Too many eighth-grade pupils spend their time in the classroom being treated as the human equivalent of sponges - being expected to absorb knowledge but not to think, a group of educators said Thursday.
"Our look inside grade eight does show that there is still far too much `dead wood' - old routines and practices that in the 1990s are no longer appropriate for, or effective with, early adolescents," said a study by the National Association of Secondary School Principals.The report found much eighth-grade instruction to be passive, with students spending much of their time listening to teachers talk, copying from the chalkboard, reading assignments and taking tests. Most of the curricula focused little on critical thinking or the interests or concerns of the adolescents, it said.
The report was based on the observations and records of experienced educators in 162 schools in 41 states and the District of Columbia during March 1989. Earlier studies by the principals association focused on the sixth and ninth grades.
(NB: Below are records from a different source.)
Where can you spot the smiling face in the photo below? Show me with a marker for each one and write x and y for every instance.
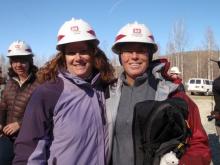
(135, 60)
(20, 66)
(79, 59)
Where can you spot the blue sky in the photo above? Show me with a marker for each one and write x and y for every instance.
(38, 21)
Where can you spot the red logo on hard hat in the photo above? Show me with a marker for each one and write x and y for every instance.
(152, 37)
(91, 32)
(74, 28)
(17, 46)
(120, 36)
(60, 37)
(136, 30)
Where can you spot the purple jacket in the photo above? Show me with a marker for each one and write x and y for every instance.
(63, 124)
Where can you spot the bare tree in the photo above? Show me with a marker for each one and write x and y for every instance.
(210, 46)
(178, 42)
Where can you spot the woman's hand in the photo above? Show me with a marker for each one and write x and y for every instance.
(11, 128)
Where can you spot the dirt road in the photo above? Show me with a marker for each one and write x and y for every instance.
(205, 104)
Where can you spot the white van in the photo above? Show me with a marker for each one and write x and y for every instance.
(199, 86)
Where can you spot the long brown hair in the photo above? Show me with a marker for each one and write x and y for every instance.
(101, 63)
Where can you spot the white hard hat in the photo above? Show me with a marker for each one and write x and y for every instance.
(75, 30)
(19, 48)
(174, 70)
(134, 32)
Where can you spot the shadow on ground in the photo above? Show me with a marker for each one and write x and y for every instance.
(215, 147)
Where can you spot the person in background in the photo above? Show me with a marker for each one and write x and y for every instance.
(15, 96)
(67, 114)
(175, 76)
(145, 79)
(216, 92)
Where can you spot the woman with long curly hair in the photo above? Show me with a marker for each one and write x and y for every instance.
(67, 113)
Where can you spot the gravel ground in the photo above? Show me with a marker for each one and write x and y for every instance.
(205, 104)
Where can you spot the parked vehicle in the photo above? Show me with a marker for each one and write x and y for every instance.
(199, 86)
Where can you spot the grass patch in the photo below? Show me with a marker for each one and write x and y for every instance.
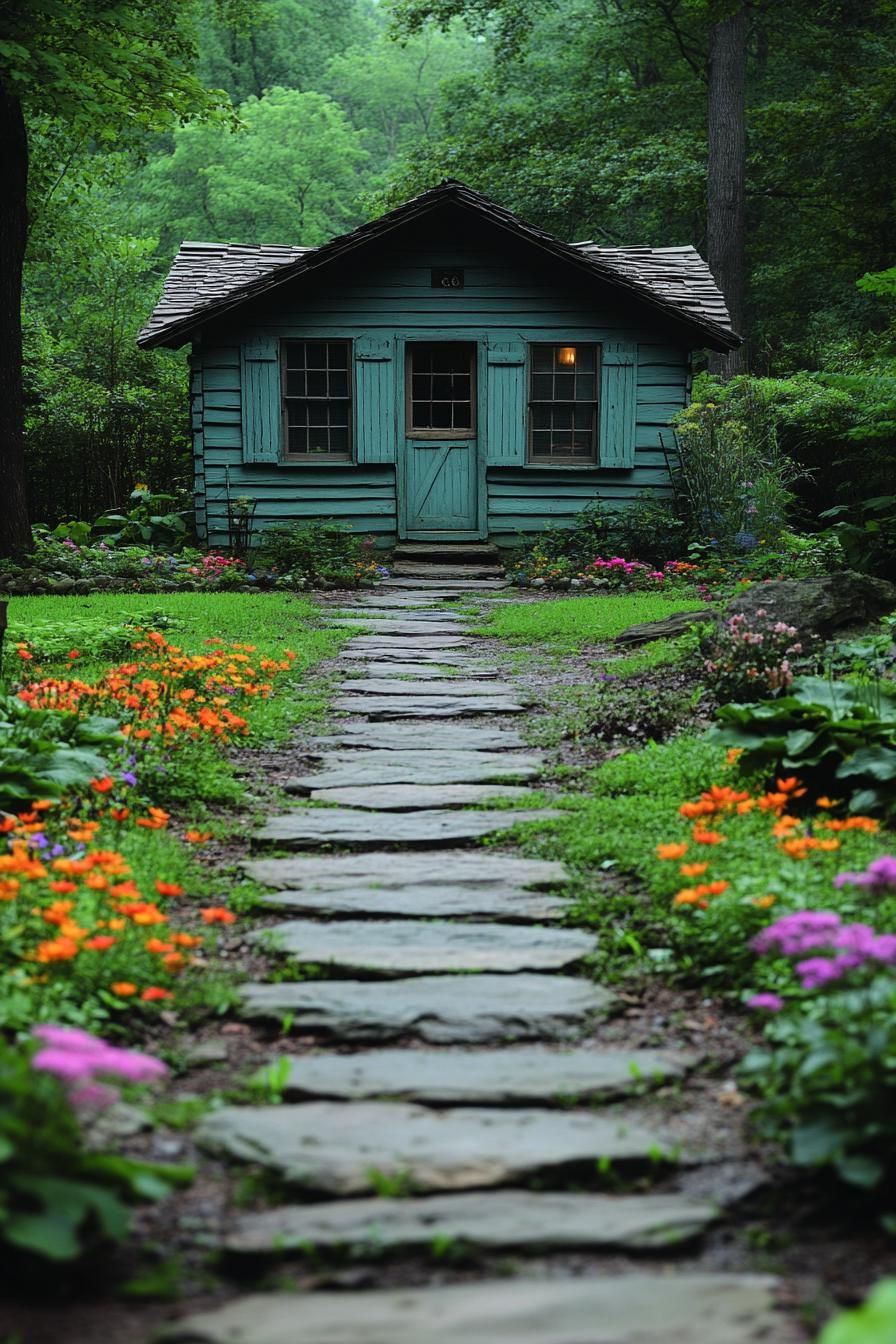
(570, 624)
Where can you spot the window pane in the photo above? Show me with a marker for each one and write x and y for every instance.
(563, 402)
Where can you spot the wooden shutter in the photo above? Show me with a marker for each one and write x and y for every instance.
(505, 403)
(261, 399)
(375, 405)
(618, 403)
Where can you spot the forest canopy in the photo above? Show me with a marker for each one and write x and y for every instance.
(587, 117)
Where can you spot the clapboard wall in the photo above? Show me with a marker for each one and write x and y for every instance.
(388, 296)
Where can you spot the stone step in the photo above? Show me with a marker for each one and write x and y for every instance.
(481, 1010)
(345, 1149)
(446, 586)
(422, 706)
(378, 769)
(442, 737)
(395, 948)
(638, 1308)
(433, 671)
(441, 571)
(415, 797)
(448, 686)
(501, 1219)
(378, 625)
(516, 1075)
(315, 827)
(425, 901)
(378, 870)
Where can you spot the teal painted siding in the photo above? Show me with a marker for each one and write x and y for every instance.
(508, 301)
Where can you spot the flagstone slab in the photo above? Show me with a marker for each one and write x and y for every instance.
(379, 769)
(392, 948)
(425, 671)
(419, 706)
(399, 628)
(509, 1219)
(638, 1308)
(482, 1010)
(511, 1077)
(443, 737)
(415, 797)
(425, 901)
(337, 1149)
(450, 686)
(379, 870)
(410, 643)
(344, 825)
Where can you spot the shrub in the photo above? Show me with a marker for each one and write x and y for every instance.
(838, 735)
(828, 1073)
(59, 1199)
(748, 656)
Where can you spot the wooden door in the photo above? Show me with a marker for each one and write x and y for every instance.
(439, 477)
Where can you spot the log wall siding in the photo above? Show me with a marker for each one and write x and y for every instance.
(501, 301)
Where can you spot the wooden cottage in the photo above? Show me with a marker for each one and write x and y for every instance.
(445, 372)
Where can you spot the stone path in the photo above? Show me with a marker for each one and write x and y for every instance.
(443, 1051)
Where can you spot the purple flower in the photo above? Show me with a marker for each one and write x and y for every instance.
(771, 1003)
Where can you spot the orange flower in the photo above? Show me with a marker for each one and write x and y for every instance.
(218, 914)
(701, 836)
(168, 889)
(672, 851)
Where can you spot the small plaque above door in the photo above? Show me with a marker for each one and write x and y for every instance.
(446, 277)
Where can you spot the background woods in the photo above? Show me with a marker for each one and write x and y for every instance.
(589, 117)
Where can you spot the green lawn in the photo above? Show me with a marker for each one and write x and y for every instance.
(568, 624)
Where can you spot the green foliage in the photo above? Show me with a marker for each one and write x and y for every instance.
(574, 622)
(836, 735)
(58, 1199)
(826, 1075)
(46, 753)
(872, 1323)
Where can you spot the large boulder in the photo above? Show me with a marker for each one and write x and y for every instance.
(818, 606)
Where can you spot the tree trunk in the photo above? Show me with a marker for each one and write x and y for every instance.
(726, 176)
(15, 532)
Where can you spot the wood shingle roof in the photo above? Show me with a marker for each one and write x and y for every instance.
(207, 280)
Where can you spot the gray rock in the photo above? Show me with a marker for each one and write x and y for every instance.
(379, 871)
(343, 1149)
(449, 686)
(511, 1077)
(481, 1010)
(413, 797)
(347, 769)
(425, 901)
(820, 606)
(343, 825)
(421, 706)
(426, 671)
(418, 948)
(445, 737)
(512, 1219)
(669, 628)
(642, 1308)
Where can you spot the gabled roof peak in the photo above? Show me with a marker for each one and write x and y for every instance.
(207, 280)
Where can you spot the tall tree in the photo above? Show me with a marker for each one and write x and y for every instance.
(727, 175)
(109, 70)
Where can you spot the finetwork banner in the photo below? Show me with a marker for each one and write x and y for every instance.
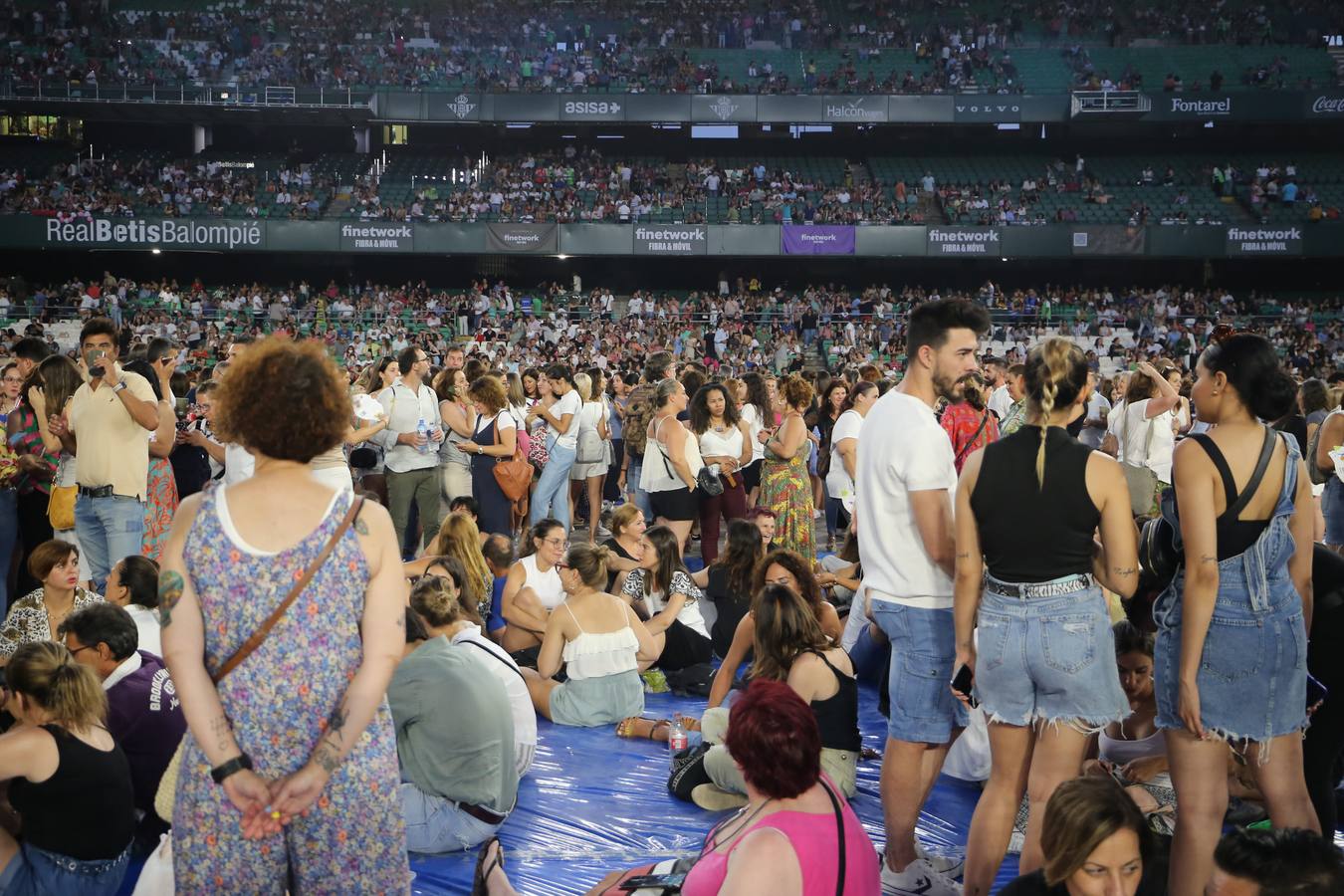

"Many schools are organized as if students are sponges that will absorb whatever comes their way," said Laurel M. Kanthak, the association's director of middle-level education.
The report said 14-year-olds are very concerned about how they look and have a need to socialize for healthy emotional growth. They also demonstrate an increase sophistication of thinking skills that are ready for higher-order questions from their teachers.
Yet, said John Lounsbury, senior author of the report, the traditional school program is "cold and canned" and viewed by the students as a thing apart from their struggle to become independent young adults. For example, he said, socialization in the schools is often restricted or curtailed. Classes are departmentalized, even though studies show that subjects should be integrated.